P.S. This argument does NOT apply to "creeping inflation" (i.e. consistently below 3%), as that level of inflation is easily controlled and adjusted for, promotes economic growth, and is actually beneficial on balance. Such low to moderate inflation is far better tolerated than risking even a small amount of deflation (negative inflation), which, at best, is VERY difficult to control and can all too easily become a vicious cycle and downward spiral into a full-blown depression or long-term "stagpression". In contrast, inflation only becomes net harmful on balance when it greatly exceeds 3%. Again, history bears this out.
Wednesday, March 15, 2023
How To Defuse The QUADRILLION Dollar Derivatives Bubble
"Beware the Ides of March!"
With all the talk about (so far) isolated bank failures and the potential for a real, wider financial crisis in the near future, no one wants to talk about the real elephant in the room: the looming QUADRILLION dollar derivatives bubble just waiting to burst. And if the FERAL Reserve keeps on hiking interest rates in a misguided attempt to fight inflation that is already cooling, it will burst catastrophically, making 2008 and possibly even 1929 look like a walk in the park.
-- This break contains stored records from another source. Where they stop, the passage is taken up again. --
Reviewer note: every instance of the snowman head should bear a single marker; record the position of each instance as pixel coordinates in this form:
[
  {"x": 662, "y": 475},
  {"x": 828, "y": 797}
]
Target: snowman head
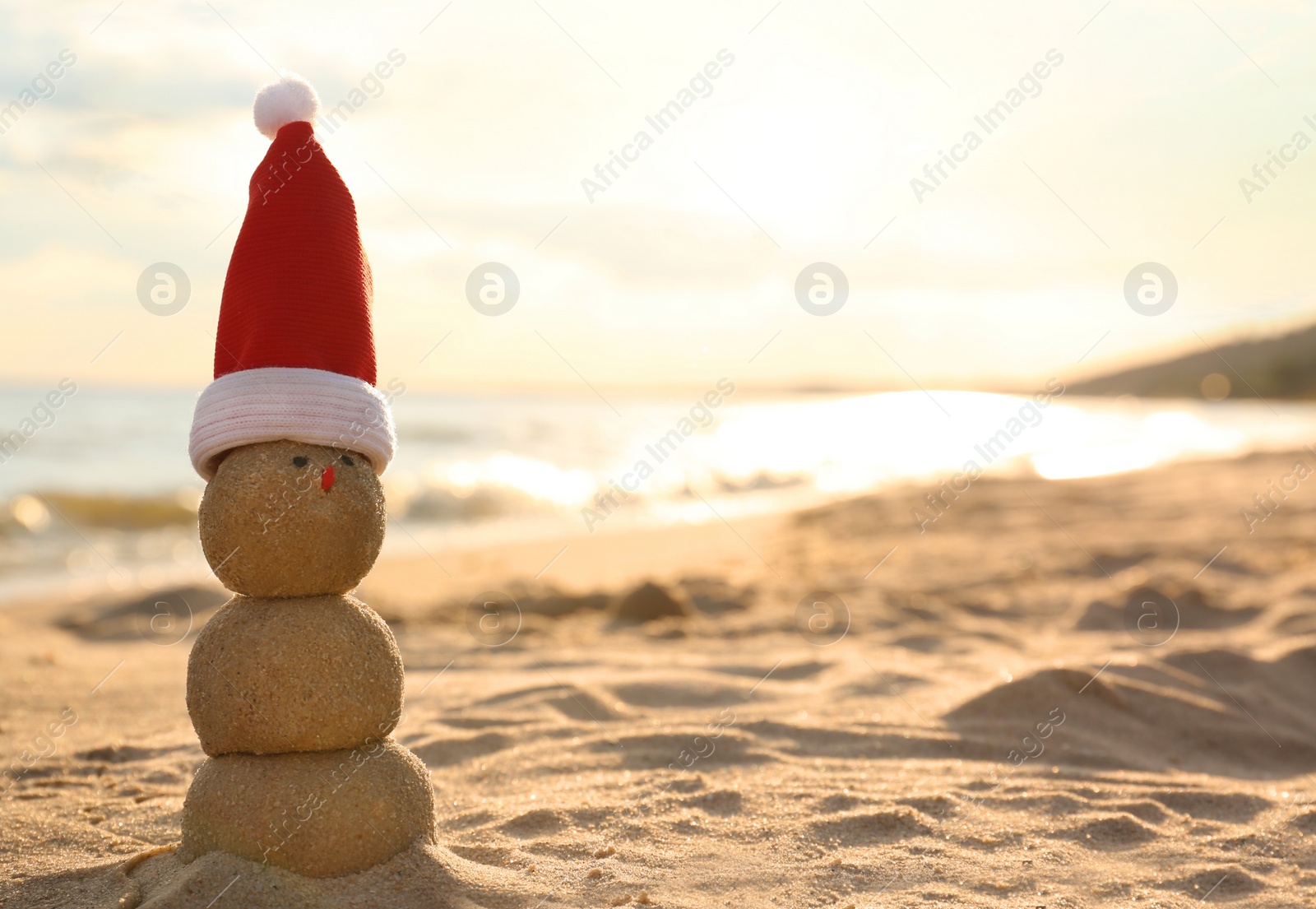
[{"x": 290, "y": 518}]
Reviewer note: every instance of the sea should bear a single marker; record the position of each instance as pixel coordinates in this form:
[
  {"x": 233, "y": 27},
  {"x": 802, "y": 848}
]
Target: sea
[{"x": 99, "y": 492}]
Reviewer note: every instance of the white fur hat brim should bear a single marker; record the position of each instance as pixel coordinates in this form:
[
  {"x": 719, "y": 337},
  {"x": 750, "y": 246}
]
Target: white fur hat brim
[{"x": 289, "y": 403}]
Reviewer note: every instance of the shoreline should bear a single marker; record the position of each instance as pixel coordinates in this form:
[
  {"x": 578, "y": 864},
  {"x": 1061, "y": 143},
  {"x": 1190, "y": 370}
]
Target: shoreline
[{"x": 989, "y": 721}]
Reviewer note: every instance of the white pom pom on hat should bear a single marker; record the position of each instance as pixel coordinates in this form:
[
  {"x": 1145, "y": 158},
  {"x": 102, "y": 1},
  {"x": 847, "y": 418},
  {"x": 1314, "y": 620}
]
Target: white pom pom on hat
[{"x": 286, "y": 101}]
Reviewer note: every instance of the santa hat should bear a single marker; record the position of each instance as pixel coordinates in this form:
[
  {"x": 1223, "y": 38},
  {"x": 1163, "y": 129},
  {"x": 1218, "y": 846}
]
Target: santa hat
[{"x": 294, "y": 354}]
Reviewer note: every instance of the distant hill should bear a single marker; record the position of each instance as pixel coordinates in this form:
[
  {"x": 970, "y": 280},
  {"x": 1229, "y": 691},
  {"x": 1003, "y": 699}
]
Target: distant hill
[{"x": 1282, "y": 367}]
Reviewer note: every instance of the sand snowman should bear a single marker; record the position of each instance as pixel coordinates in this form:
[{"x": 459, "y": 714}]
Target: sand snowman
[{"x": 294, "y": 687}]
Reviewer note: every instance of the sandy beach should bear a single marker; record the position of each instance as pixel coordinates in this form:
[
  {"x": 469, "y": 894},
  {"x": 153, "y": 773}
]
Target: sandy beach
[{"x": 1002, "y": 720}]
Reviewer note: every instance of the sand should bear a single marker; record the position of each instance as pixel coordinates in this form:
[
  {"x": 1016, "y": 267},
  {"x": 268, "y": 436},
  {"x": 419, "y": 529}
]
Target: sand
[{"x": 1003, "y": 722}]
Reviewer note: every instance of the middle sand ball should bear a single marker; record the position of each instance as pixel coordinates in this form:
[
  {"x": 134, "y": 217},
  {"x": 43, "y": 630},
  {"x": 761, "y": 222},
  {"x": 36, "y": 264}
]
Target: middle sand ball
[{"x": 307, "y": 674}]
This massive derivatives bubble was decades in the making, resulting from the ever-increasing "financialization" of the economy. Wall Street has basically been gambling with other people's money, in the world's largest casino, all while getting bailouts. Privatize the profits, and socialize the losses, basically.
There is still time to defuse this ticking time bomb though:
- Cut interest rates, YESTERDAY! Or at least stop raising them!
- End Quantitative Tightening, YESTERDAY!
- Pass a financial transaction tax (aka "Wall Street Gaming Tax") of 0.1% on all financial transactions, including stocks, bonds, and especially derivatives.
- Repeal the "safe harbor" provision of bankruptcy law, particularly as it applies to derivatives.
- Reinstate the Glass-Steagall Act in full.
- Ban the practice of "quote stuffing".
- Ban stock buybacks by corporations.
- Going forward, ban any and all types of new and exotic derivatives that are not completely transparent.
- No more bailouts OR "bail-ins" of the banks (but of course depositors should still be made whole per the FDIC, with no apologies to ultra-purist libertarians or paleoconservatives).
- Implement "Quantitative Easing For People" (that is, with direct payments to individuals, not banks) as needed.
- And last but not least, all banks that are "too big to fail" are really too big to exist, and should thus be either forcibly broken up, or nationalized as public utilities. YESTERDAY!